Interesting. There's an argument from Ann Douglas in her "Terrible Honesty," that something akin to crude male swagger gave life to the 1920s, freeing a generation from the dreaded smothering Victorian Titanness. In this movie, arguably, male swagger comes across in a feminine form, as being free from "the burden" of greater knowledge. With who is really in the know at the end, one feels that the capacity to hold oneself back in informed, partial restrain, while admiring the simple boys who are all innocent and do not know, belongs to the enwisened woman, who is more mature in years than her mate, and more really for the helm. There's something of "White men can't jump" about this film; the foregrounding of greater female awareness and maturity, and life as an outlaw, as meaning taking pleasure in how preening as a rebel, makes one boyish, harmless, and intensely likeable. This is not a movie about establishing your own space, but in taking a partial step in that direction... and pausing until people who might weigh in the negative, give in and approve. The authority isn't in you, but in the one who ultimately can't help themselves but agree... that you are indeed scruffily loveable, despite your initial, cloying, impertinence. The triumph of the outlaw was more, say, "Indiana Jones and the Last Crusade" (or perhaps "Skyfall") where the femme-fetale is second-fiddle, not overarching. Here he seems the boy who comes to his mate ostensibly a man, only to find she in his absence surpassed him, so what he brings to her belongs only in a land of nostaligic toys. If he chastised her out of this state, he'd be the outlaw with authority; but in taking the space afforded him to in his innocence adventure, he is outlaw as pulled-back from adulthood; as adolescence, not as great man.

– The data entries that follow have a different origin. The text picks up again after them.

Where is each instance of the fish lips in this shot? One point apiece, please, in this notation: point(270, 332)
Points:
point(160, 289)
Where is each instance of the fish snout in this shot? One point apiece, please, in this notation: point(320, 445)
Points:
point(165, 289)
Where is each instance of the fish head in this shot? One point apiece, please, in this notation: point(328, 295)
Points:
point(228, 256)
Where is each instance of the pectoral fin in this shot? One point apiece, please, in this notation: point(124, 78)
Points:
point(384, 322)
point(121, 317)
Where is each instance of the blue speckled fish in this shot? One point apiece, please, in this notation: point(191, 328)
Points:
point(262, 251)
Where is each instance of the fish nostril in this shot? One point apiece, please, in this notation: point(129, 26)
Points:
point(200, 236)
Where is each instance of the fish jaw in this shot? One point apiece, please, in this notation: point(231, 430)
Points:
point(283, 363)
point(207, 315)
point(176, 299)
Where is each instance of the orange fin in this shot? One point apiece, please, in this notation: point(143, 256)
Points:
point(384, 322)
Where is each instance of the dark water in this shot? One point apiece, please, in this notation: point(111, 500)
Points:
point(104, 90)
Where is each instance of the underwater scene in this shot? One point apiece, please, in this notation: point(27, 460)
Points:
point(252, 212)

Zacharek attends to Ron Howard as good with actors. I think if people want to give due to how the film does not work in a Trumpian direction, they could draw on how Howard has his actors relate in an easy-going fashion. They're not all on tippy-toes, but relaxed, which is not exactly Trumpian.
The Kessel Run becomes in this film not a race-track or a straight line, but a giant swallowing vortex with a gigantic placenta-beast near its centre. The first great villain of the film, is a large worm-snake female, in the middle of her own murky pond. The great beast Han must fight, is a tall, solo creature, centred in an arena of mud. A psychoanalysist would read these as regressive fears of being swallowed back into a pre-Oedipal matrix. All the attention to clothing, nice cloth, which threatens to draw one away from the action so to take a look at something that isn't a McGuffin or whatever, a generality that one could g*ve two sh*ts if it looks just like the real thing because the real thing isn't distinctly defined, but something imagined precisely... also maternal allegiance; memories of mamma and her intriguing closet. Some more important and intriguing territory is being withheld, though we are allowed intriguing glimpses.

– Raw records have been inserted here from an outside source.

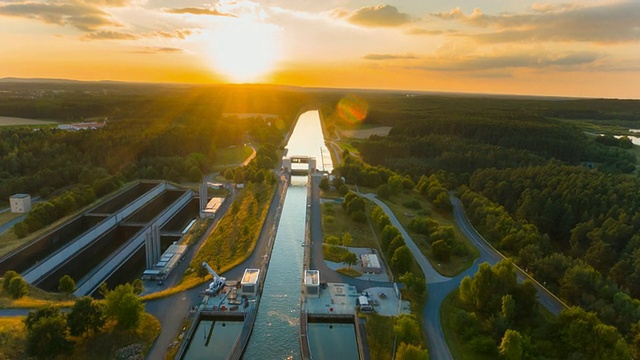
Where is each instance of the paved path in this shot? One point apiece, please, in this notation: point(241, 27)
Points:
point(439, 286)
point(429, 271)
point(173, 309)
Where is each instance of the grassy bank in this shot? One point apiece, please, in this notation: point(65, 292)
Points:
point(456, 264)
point(233, 241)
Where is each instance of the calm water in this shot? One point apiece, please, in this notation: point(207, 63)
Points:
point(214, 343)
point(277, 327)
point(326, 338)
point(307, 139)
point(276, 334)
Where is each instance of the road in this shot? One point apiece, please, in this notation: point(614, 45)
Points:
point(439, 286)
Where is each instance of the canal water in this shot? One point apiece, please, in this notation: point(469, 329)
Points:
point(213, 340)
point(276, 334)
point(335, 341)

The great feat in this film, what distinguishes Solo's excellence as a pilot, is moving through a narrowing gap by translating the vehicle he is in into a accommodating sliver. Vagina Dente encloses, and he gets through by being stretched and wafer-thin... by being accomodating, not by barging through, not by rape. This is the psychology behind the eating disorder, anorexia, in action, starving yourself so there's nothing there to grasp; the maw snaps at you, but grabs plain air! It fits too that this Han is a short actor. If he loomed, like Harrison Ford can loom, in prowess, people would be more able to take a piece out of him, and he'd have to able to see if he could withstand their efforts. Instead he's small, which doesn't presume much, and accomodates, so he can slip through.